Burnt effigy, call for “regicide”, Emmanuel Macron crystallizes hatred again after his forced passage on pensions, an escalation which is reminiscent of that of the Yellow Vests even if it remains contained for the time being.
Demonstrators have taken to the streets every evening since the President of the Republic and the Prime Minister decided on Thursday to resort to 49.3 to have this text adopted, engaging the government’s responsibility for this flagship reform of Macron’s second five-year term.
And, even if Elisabeth Borne is not spared, the person of the head of state is particularly targeted.
“Macron, we can start again! Louis XVI, Louis XVI, we beheaded him!” chanted young people in Paris and Toulouse.
A head in his likeness was also brandished at the end of a wooden handle at a rally in Châteauroux in early March.
“Since the Yellow Vests, he has crystallized a lot of resentment and hatred on his person”, notes Anne Muxel, director of research at Sciences-Po.

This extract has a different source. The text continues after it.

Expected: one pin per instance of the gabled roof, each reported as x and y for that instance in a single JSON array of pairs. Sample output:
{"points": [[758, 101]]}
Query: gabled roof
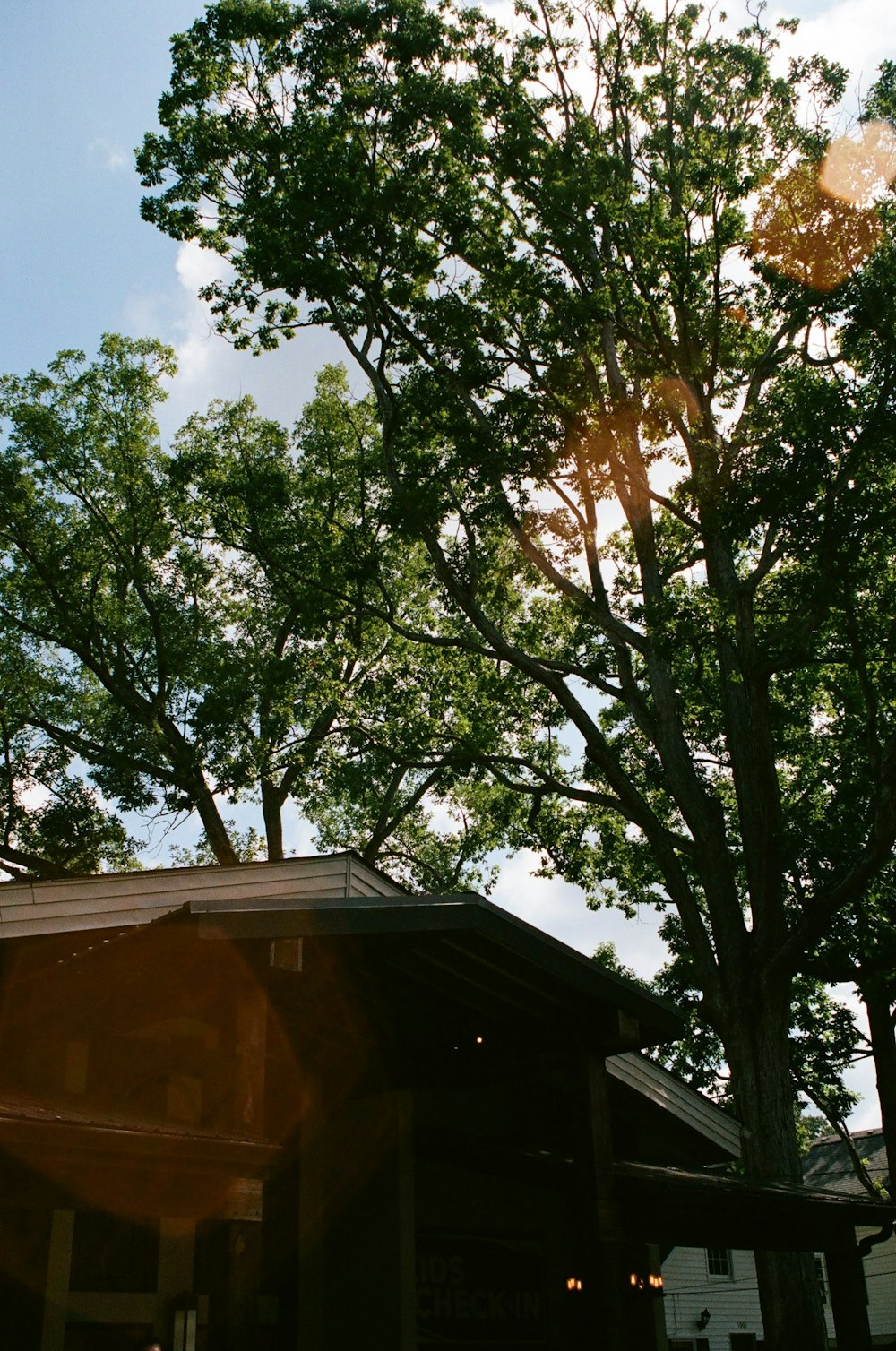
{"points": [[829, 1166], [115, 900], [461, 943], [680, 1101]]}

In December 2018, the head of state was booed and insulted in Puy-en-Velay when leaving a prefecture set on fire by demonstrators. “Die!” said a woman as the motorcade passed.
A year later, a representation of Emmanuel Macron at the end of a pike had aroused the indignation of the former Keeper of the Seals Robert Badinter.
This young president, willingly brave, from the ENA and the world of banking, quickly embodied arrogance in the eyes of his detractors.
“It is inherent in his person, he is a divisive president, adored or hated. And otherwise he would not have been president”, concedes a framework of the presidential camp.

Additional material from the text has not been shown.